American Contrast

Imagine this American contrast: you are driving along a commercial boulevard. A stop light turns red. You stop. You look right and observe an encampment: tents, cars, trucks, RVs and hovels made of plywood and pallets. Every domicile is duct taped or tarped in some manner. The duct tape and tarps resemble all the colors of the rainbow. You observe trash strewn everywhere in and around the encampment. You see trash piled badly here and there and wonder if trash were piled neatly it would make a difference. You decide, yes, it would.

You see people dressed in bizarre attire milling in and around the encampment. Some kind of fashion? (You stole that line from Mick Jaggar.)
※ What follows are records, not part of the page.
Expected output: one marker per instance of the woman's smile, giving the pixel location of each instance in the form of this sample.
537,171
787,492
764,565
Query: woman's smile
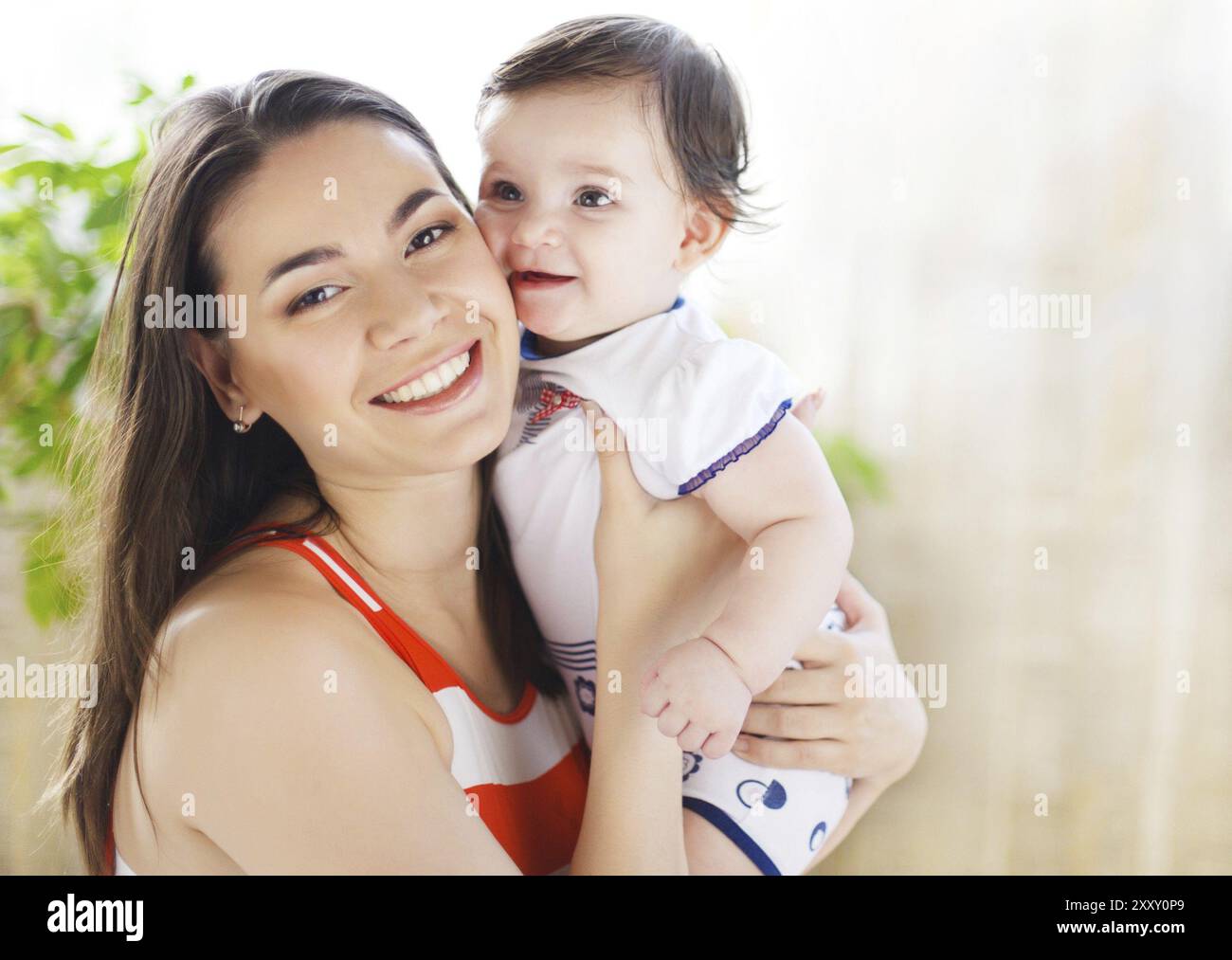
439,387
In a way, the scene is much like an art installation depicting a mangled slice of the new American dystopia, an installation conceived and constructed by the Master of Disaster Art—America the unbeautiful. There are even unpaid performance artists playing their part.

But you reconsider this art installation notion. It is a bad one. This is an installation of indifferent and debased human mayhem constructed—not perpetrated—by a monster.

You see a plush recliner sitting atop a pallet atop a hill of trash. It looks like a throne up there. Below is a man blow torching something for breakfast on a barbecue.

Then you look away. The light is still red. It’s a long light.

You look left and observe a brand new three storey building of gleaming glass and metal. It is landscaped. It has a parking lot. The parking lot is landscaped. The building appears as a medical care facility healing the sick for profit. It is not. It is a storage complex. What a masquerade! You read a sign advertising heated units, a free month’s rent on a yearlong lease, security, and a staffer on duty in a lobby. You didn’t know storage units had lobbies. You look at the complex. It has water, electricity, restrooms and a wireless connection.

The light turns green, but you hesitate for a second. You are trying to formulate an equation that somehow satisfies the rule of American social and political math that presents such a contrast.